Golf Monthly
- Cover of the December 2024 issue
- Editor: Neil Tappin
- Categories: Golf
- Frequency: Monthly
- Circulation: 26,818 average monthly circulation for 2022
- Publisher: Future plc
- Founded: 1911
- First issue: 1911
- Company: Future PLC
- Country: United Kingdom
- Based in: London, Paddington
- Language: English
- Website: Golf Monthly

= Golf Monthly =

Golf magazine

Golf Monthly is a monthly golfing magazine published by Future plc and based in Paddington in London. It publishes 13 issues a year and has a popular website, golfmonthly.com.
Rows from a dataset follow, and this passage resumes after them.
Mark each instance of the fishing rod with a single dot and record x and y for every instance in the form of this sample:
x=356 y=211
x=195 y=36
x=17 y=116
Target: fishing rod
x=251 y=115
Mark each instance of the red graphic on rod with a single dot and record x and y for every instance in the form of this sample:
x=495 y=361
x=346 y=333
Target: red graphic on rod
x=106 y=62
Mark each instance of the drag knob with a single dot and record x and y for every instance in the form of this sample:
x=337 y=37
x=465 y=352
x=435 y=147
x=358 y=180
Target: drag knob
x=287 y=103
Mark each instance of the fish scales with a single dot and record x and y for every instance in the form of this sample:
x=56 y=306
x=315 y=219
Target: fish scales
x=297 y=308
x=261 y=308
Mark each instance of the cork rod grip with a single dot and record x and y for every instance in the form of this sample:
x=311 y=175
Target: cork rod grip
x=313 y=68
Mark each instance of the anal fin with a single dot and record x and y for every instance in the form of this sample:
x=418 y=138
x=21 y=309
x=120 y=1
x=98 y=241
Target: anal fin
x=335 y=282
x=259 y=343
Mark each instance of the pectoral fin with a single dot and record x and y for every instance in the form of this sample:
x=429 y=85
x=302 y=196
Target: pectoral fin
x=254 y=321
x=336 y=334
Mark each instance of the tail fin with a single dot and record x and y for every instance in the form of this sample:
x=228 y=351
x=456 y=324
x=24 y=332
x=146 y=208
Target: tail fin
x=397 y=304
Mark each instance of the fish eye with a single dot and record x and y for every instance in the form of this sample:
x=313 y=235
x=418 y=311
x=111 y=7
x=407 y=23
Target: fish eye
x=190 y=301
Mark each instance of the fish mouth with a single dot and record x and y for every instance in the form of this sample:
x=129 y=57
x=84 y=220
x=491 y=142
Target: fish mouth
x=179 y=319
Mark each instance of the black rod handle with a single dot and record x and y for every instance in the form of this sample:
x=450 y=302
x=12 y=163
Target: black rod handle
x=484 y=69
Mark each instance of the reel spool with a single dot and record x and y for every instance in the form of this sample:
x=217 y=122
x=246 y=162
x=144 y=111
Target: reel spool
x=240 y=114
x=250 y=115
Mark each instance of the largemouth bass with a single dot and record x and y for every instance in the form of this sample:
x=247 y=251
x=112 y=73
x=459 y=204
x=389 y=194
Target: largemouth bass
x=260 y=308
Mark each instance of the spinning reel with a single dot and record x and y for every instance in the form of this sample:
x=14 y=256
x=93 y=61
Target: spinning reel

The magazine's editor is Michael Harris. It is known for being the world's oldest golf magazine and its first editor was two-time Open Championship winner Harold Hilton who won the Open Championship in 1892 and 1897 and three Amateur Championships (1900/1901/1911) and one US Amateur Championship (1911).

The Golf Monthly YouTube channel is a popular channel on the website with over 6 million views a year. The brand creates much content across its print magazine, web articles and video reviews and instruction.

==Overview ==
Golf Monthly publishes tips, drills, and advice provided by UK's Top 50 coaches, and offers tour details that help the players to better their performance. The magazine presents data on gear and kit. For the travelling golfer, the magazine assigns special pages with information and suggestions as to where to play and find the best accommodation in and outside of UK.

Publishing since 1911, the magazine focuses in highlighting both domestic and international golf events providing original reports, golf gear/kit tests, updates on new arrivals and interviews and profiles of top professional golfers.

The brand was formerly owned by IPC Media a publisher that was renamed to become Time Inc. and then TI Media. Future PLC bought TI Media in April 2020.

Alison Root was announced as the brand's first Women's Golf Editor in September 2022.

Some of the famous names that have been the brand's playing editor include tour pro Eddie Pepperell, 2010 US Open Winner Graeme McDowell and Ryder Cup star Chris Wood.

== Top 100 Courses UK & Ireland ==
Golf Monthly has published its biennial list of the Top 100 Golf Courses UK & Ireland since 2005.

The Number 1 Golf Course in the UK & Ireland
| Year | Course Ranked Number 1 | Country |
|---|---|---|
| 2005/06 | St Andrews Old Course | Scotland |
| 2007/08 | Trump Turnberry Resort - Ailsa Course | Scotland |
| 2009/10 | Muirfield - The Honourable Company Of Edinburgh Golfers | Scotland |
| 2011/12 | Muirfield - The Honourable Company Of Edinburgh Golfers | Scotland |
| 2013/14 | Muirfield - The Honourable Company Of Edinburgh Golfers | Scotland |
| 2015/16 | Muirfield - The Honourable Company Of Edinburgh Golfers | Scotland |
| 2017/18 | Trump Turnberry Resort - Ailsa Course | Scotland |
| 2019/20 | Trump Turnberry Resort - Ailsa Course | Scotland |
| 2021/22 | Royal County Down | Northern Ireland |

=== Top 100 Course Criteria===
There are five broad categories, weighted for importance. Quality of test and design (35%), conditioning and presentation (30%), visual appeal both internally and externally (15%), the club’s facilities (10%) and the visitor experience (10%). Because this is still a subjective process, they also look closely at the written reports. A few years ago, based on strong reader feedback, they decided to exclude all courses where you cannot pay a regular green fee.

== Gear Review Process ==
Golf Monthly has been creating impartial content since they were first published in 1911.

The Golf Monthly's reviews and buyers guides is built upon testing as well as the knowledge and experience of the test team that is known for delivering the key points you want to know.

The brand's commitments are:

- The products reviewed are tested by good club golfers
- If they say they have reviewed a product, that means they've used it out on the golf course and hit it on a launch monitor where applicable
- Manufacturers can't pay for a good review
- They will always endeavour to use the latest and best equipment to assess performance.